State parks around Ohio are planning for a surge of visitors who want to catch a glimpse of the biggest solar event in the past two centuries.

The Ohio Department of Natural Resources has ordered 100,000 pairs of special protective glasses needed to view the total solar eclipse on Monday, April 8, 2024.

The glasses will be given away free at state parks to people within a 124-mile-wide band in the state. However, Linda Deering of the ODNR suggests that people buy their own in case the supply of free glasses runs out.

Deering says there will be special eclipse programming at Pymatuning and Mosquito Lake state parks. No events are scheduled at Lake Milton.

Events at Mosquito Lake in Trumbull County are still being organized.

Monday, April 8, 2024

Pymatuning Nature Center - 6100 Pymatuning Lake Rd, Andover, OH


2:00 PM - 3:00 PM

Join the Naturalist outside of the Nature Center as we look at shadows and see the effects of the partial eclipse before totality.


3:00 pm - 3:30 pm

Join the Naturalist as the animal sounds during the totality of the Eclipse are recorded.

Past studies and observations have found that wildlife changes their behavior during eclipses.

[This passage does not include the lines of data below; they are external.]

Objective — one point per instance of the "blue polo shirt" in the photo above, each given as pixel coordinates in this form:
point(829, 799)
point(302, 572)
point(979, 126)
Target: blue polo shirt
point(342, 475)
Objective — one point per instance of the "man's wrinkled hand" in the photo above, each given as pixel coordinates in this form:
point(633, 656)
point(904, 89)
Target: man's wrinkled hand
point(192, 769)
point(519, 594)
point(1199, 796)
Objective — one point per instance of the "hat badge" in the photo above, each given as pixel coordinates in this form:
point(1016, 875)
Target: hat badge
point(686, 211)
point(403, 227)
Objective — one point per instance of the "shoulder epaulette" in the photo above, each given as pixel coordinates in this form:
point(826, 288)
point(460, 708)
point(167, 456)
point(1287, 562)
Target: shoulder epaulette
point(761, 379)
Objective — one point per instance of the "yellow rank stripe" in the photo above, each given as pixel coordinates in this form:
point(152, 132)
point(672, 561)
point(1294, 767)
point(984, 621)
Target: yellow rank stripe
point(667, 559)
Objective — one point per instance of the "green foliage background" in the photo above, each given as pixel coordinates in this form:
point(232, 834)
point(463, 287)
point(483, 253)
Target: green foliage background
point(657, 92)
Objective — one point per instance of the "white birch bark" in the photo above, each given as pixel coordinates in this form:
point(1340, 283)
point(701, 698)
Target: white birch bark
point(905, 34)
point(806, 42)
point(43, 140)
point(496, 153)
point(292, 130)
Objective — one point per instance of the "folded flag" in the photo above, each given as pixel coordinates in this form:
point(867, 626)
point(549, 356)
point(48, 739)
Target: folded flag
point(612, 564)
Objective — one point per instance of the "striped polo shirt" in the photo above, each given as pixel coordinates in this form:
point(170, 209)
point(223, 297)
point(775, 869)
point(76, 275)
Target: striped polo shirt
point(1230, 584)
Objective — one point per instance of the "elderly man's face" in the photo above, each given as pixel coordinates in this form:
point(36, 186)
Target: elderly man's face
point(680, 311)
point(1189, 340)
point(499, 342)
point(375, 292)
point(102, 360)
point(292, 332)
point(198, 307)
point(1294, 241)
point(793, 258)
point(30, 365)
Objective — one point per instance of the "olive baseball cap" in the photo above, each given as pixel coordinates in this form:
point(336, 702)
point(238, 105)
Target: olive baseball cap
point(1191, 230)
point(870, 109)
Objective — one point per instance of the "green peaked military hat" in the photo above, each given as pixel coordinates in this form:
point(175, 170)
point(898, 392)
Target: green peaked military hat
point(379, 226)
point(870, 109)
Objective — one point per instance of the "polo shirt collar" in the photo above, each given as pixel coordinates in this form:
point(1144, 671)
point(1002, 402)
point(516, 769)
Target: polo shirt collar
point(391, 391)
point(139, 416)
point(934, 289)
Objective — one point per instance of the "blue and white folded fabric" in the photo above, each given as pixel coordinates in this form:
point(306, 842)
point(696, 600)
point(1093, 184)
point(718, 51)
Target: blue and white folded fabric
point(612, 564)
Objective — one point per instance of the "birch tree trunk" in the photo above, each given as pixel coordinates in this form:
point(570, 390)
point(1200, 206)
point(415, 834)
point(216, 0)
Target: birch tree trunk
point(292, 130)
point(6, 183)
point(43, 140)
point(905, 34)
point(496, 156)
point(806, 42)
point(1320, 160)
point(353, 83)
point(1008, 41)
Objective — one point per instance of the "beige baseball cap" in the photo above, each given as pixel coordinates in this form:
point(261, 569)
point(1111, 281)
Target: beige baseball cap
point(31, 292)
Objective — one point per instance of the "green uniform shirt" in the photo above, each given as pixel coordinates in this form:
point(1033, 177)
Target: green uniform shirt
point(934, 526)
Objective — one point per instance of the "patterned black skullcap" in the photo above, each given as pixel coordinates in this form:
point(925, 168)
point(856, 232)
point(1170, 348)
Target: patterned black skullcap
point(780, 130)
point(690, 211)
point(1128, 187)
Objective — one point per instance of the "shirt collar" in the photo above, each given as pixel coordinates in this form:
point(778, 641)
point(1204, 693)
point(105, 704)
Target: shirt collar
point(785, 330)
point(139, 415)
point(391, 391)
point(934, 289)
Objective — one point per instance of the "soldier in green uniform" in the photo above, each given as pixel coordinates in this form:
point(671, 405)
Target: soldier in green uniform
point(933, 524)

As the moon blocks the sun, nighttime animals may start to stir and daytime animals quiet down or retreat. Some animals begin to sing their dawn or dusk choruses.


4:30 pm - 5:30 pm

Children must be accompanied by an adult.

ODNR anticipates that the parks will be very crowded, and traffic in and out of the parks will be heavy.

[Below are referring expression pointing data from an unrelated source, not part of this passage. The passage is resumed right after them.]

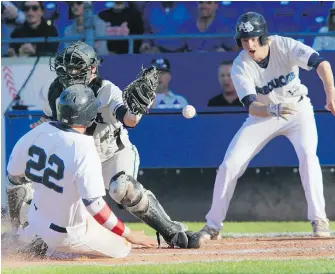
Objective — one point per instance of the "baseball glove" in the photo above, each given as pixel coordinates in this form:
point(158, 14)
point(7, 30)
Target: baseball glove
point(139, 94)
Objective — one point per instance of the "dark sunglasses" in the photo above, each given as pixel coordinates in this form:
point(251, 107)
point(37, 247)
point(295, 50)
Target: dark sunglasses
point(76, 2)
point(27, 8)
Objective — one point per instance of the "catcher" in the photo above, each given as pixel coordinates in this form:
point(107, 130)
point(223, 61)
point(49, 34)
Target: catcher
point(78, 64)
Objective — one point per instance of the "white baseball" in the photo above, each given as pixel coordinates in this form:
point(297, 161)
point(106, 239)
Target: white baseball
point(189, 111)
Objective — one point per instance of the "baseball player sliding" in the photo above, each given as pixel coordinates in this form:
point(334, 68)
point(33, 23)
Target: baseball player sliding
point(266, 77)
point(119, 158)
point(68, 211)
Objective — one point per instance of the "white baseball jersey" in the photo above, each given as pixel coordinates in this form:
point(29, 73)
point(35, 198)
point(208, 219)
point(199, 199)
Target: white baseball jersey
point(110, 97)
point(279, 82)
point(64, 167)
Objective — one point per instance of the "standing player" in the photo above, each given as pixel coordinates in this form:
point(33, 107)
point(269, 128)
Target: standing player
point(68, 211)
point(78, 63)
point(266, 78)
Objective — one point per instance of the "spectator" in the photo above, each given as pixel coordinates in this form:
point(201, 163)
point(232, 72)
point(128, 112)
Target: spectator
point(207, 23)
point(34, 26)
point(11, 17)
point(228, 95)
point(165, 98)
point(164, 18)
point(76, 12)
point(123, 19)
point(326, 42)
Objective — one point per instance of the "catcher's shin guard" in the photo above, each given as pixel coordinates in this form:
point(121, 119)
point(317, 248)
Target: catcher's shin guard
point(156, 217)
point(143, 204)
point(19, 195)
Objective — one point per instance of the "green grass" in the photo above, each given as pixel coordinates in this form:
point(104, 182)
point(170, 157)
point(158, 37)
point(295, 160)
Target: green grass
point(288, 266)
point(244, 227)
point(269, 267)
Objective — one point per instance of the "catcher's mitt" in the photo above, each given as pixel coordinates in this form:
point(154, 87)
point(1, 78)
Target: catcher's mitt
point(139, 94)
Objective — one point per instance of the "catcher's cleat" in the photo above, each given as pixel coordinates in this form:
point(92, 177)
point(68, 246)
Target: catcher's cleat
point(195, 239)
point(210, 233)
point(36, 249)
point(321, 228)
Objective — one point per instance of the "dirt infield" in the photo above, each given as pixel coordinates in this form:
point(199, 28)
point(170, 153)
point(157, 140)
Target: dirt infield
point(227, 249)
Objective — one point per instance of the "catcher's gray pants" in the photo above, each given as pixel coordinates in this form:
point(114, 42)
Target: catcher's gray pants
point(126, 160)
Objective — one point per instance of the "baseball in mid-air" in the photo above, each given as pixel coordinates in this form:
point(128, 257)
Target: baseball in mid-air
point(189, 111)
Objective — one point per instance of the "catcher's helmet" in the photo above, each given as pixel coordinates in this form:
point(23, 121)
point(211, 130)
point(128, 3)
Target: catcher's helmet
point(77, 106)
point(251, 24)
point(73, 64)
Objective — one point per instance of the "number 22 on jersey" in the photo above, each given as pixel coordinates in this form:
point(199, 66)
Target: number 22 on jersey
point(41, 165)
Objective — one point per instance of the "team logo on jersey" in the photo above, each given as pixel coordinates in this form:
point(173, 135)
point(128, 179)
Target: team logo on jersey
point(279, 82)
point(246, 27)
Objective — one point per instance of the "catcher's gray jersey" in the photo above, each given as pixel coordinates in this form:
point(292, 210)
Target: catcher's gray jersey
point(109, 134)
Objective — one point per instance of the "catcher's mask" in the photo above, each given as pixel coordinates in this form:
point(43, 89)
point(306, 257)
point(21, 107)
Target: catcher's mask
point(74, 64)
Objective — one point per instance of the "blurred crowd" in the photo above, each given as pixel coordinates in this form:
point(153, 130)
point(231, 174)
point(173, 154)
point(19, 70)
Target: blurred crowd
point(22, 19)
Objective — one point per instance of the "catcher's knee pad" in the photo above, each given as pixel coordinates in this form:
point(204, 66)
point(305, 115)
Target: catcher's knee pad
point(143, 204)
point(19, 195)
point(128, 192)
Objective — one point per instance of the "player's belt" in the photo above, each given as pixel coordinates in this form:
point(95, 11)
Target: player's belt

Limited electric and non-electric campsites are still available in some state parks within the totality zone.

Visit the Ohio State Parks Reservation System to find your perfect site. No arrivals or departures will be allowed on April 8, 2024. You must arrive on April 7 or sooner.

Below is a map of all the ODNR properties that would be good for viewing the total eclipse and will also provide programming for the event.

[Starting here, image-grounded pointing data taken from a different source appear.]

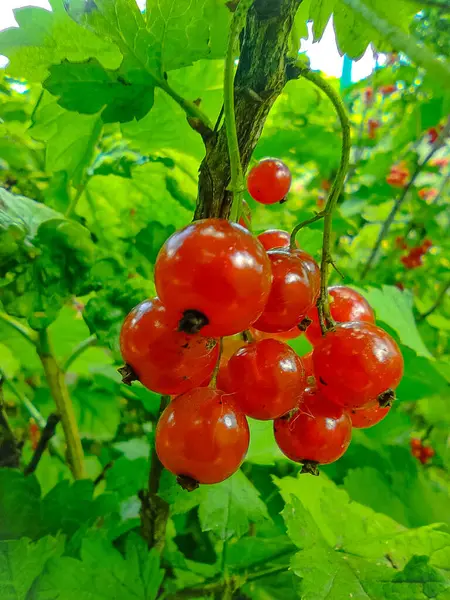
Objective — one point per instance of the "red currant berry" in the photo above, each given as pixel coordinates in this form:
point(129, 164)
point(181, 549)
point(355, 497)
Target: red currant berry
point(269, 181)
point(317, 431)
point(416, 443)
point(357, 362)
point(363, 418)
point(267, 379)
point(202, 435)
point(292, 293)
point(274, 238)
point(165, 360)
point(313, 268)
point(426, 453)
point(345, 305)
point(208, 272)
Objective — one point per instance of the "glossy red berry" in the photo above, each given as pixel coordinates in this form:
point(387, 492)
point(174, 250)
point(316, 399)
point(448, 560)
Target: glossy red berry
point(357, 362)
point(317, 431)
point(416, 443)
point(267, 379)
point(269, 181)
point(345, 305)
point(363, 418)
point(292, 294)
point(202, 435)
point(274, 238)
point(215, 276)
point(165, 360)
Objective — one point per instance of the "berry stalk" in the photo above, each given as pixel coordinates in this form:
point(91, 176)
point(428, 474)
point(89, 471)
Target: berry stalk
point(325, 318)
point(237, 176)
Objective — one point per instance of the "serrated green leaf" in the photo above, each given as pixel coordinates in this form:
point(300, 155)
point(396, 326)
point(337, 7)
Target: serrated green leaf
point(22, 562)
point(228, 508)
point(394, 307)
point(45, 38)
point(103, 573)
point(88, 88)
point(70, 137)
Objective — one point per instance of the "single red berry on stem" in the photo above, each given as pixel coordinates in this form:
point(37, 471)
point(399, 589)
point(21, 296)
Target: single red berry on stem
point(269, 181)
point(363, 418)
point(165, 360)
point(267, 379)
point(274, 238)
point(293, 292)
point(207, 273)
point(202, 435)
point(355, 363)
point(345, 305)
point(317, 431)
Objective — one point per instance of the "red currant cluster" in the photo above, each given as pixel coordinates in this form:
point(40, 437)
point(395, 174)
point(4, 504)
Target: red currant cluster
point(398, 175)
point(413, 259)
point(219, 286)
point(421, 452)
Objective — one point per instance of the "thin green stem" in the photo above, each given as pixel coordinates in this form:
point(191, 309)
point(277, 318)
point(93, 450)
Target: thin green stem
point(325, 318)
point(399, 202)
point(236, 173)
point(79, 349)
point(60, 393)
point(192, 110)
point(26, 332)
point(74, 201)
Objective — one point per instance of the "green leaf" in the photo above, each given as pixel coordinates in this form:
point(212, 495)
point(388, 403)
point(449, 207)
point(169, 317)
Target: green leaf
point(22, 562)
point(394, 307)
point(388, 21)
point(228, 508)
point(346, 550)
point(46, 38)
point(88, 88)
point(179, 32)
point(103, 573)
point(96, 404)
point(19, 496)
point(70, 137)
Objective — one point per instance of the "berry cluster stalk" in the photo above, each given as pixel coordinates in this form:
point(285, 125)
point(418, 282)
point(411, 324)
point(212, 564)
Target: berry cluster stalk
point(325, 318)
point(237, 175)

You can also check an online calendar of events for eclipse event listings:

 Areas in Ohio that are outside the path of totality will experience a partial eclipse. A total solar eclipse is a rare and spectacular event. On average, one happens somewhere on the Earth only once every 1.5 years. Only 21 total solar eclipses have crossed the lower 48 states in the entire existence of the United States.

The last total solar eclipse visible in Ohio was in 1806. The next total solar eclipse in Ohio will be in the year 2099.